The rational use of High-resolution CT (HRCT) is suggested. “HRCT scan of the chest provides better visualization of the extent and nature of lung involvement in patients with COVID-19. However, any additional information gained from the HRCT scan of the chest often has little impact on treatment decisions, which are based almost entirely on clinical severity and physiological impairment. Therefore, treating physicians should be highly selective in ordering HRCT imaging of the chest in COVID-19 patients,” the guidelines said.

 

It has also been said that children below the age of 5 years are not required to wear a mask.

 

The guidelines have been issued by the central government for children below 18 years of age. As per the guidelines, there is no need for any investigation in asymptomatic and mild category COVID-19 infected children. The investigation is necessary only if the problem is seen more in children. “For fever, give paracetamol 10-15mg/kg/dose; may repeat every 4-6 hours, for cough: throat soothing agents and warm saline gargles in older children and adolescents. Fluids and feeds: ensure oral fluids to maintain hydration and give a nutritious diet. No other COVID-19 specific medication needed.

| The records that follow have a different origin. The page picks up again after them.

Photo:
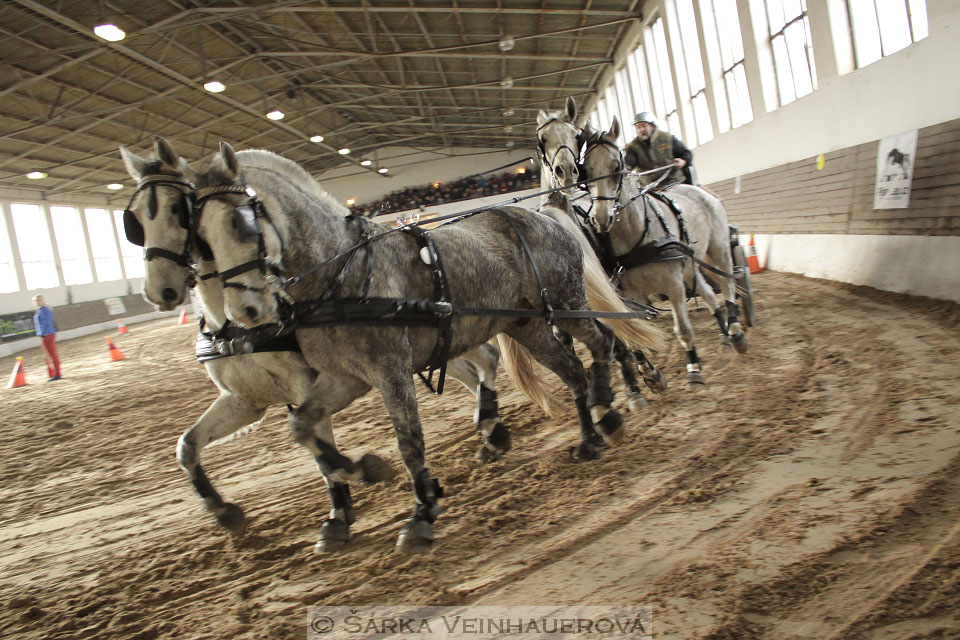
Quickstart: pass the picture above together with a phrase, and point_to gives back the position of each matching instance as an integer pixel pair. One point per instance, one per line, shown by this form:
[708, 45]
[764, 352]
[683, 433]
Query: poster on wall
[895, 158]
[14, 326]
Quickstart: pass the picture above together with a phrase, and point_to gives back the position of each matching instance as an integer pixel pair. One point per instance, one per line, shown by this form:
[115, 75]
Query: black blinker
[152, 203]
[132, 228]
[186, 211]
[246, 223]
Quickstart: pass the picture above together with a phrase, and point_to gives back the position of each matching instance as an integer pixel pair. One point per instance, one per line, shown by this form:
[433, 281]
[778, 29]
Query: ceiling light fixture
[109, 32]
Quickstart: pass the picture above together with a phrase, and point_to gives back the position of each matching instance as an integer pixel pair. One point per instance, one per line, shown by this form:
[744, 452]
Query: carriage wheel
[744, 291]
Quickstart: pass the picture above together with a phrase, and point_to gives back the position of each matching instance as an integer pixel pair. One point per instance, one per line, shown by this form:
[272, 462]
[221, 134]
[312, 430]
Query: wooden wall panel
[798, 198]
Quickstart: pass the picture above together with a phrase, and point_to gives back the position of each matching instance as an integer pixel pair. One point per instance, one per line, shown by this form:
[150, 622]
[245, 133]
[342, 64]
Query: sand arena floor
[812, 490]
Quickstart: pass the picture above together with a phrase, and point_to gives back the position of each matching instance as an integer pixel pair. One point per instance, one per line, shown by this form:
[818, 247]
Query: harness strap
[548, 309]
[232, 340]
[182, 259]
[441, 294]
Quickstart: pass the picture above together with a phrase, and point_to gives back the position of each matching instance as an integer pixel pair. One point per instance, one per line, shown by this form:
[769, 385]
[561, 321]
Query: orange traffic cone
[17, 377]
[115, 354]
[752, 260]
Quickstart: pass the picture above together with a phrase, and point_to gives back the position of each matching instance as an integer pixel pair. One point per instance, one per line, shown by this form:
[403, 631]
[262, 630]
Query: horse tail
[523, 370]
[601, 296]
[636, 332]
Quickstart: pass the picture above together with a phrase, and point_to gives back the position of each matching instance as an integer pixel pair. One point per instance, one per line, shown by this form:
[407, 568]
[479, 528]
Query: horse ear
[164, 151]
[229, 159]
[187, 171]
[589, 133]
[571, 108]
[615, 128]
[135, 164]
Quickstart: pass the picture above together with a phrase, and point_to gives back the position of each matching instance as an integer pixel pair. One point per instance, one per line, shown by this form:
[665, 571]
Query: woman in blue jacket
[43, 321]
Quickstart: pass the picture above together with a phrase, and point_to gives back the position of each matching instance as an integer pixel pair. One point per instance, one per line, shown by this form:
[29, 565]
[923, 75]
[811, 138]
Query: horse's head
[603, 157]
[232, 220]
[558, 144]
[158, 218]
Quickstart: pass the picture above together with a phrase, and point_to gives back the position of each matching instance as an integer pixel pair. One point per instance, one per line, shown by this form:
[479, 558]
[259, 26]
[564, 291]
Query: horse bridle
[542, 152]
[617, 207]
[185, 215]
[246, 220]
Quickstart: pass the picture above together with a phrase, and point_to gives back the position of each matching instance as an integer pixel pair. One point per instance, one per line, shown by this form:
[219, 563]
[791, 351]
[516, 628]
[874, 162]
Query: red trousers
[50, 353]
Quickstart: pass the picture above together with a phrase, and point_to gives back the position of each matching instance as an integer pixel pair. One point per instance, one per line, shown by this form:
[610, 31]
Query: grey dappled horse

Antimicrobials are not indicated.  Maintain monitoring chart including counting of respiratory rate 2-3 times a day, look for chest indrawing, bluish discolouration of body, cold extremities, urine output, oxygen saturation, fluid intake, activity level, especially for young children,” it added.

 

The usage of steroids in the treatment of asymptomatic and mild cases of COVID-19 are harmful “it is indicated only in hospitalised moderately severe and critically ill COVID-19 cases under strict supervision. Steroids should be used at the right time, in the right dose and for the right duration. Self-medication of steroids must be avoided,” DGHS guidelines added.

 

The guidelines also recommend a six-minute walk test for children above 12 years under the supervision of parents/guardian. “It is a simple clinical test to assess cardiopulmonary exercise tolerance and is used to unmask hypoxia. Attach pulse oximeter to his/her finger and ask the child to walk in the confines of their room for 6 minutes continuously. Positive test: any drop in saturation < 94%, or absolute drop of more than 3–5% or feeling unwell (lightheaded, short of breath) while performing the test or at end of 6 minutes. Children with a positive 6-minute walk test may progress to become hypoxic and early admission to the hospital is recommended (for observation and oxygen supplementation). The test can be repeated every 6 to 8 hours of monitoring in-home setting; avoid the test in patients with uncontrolled asthma,” the guideline reads.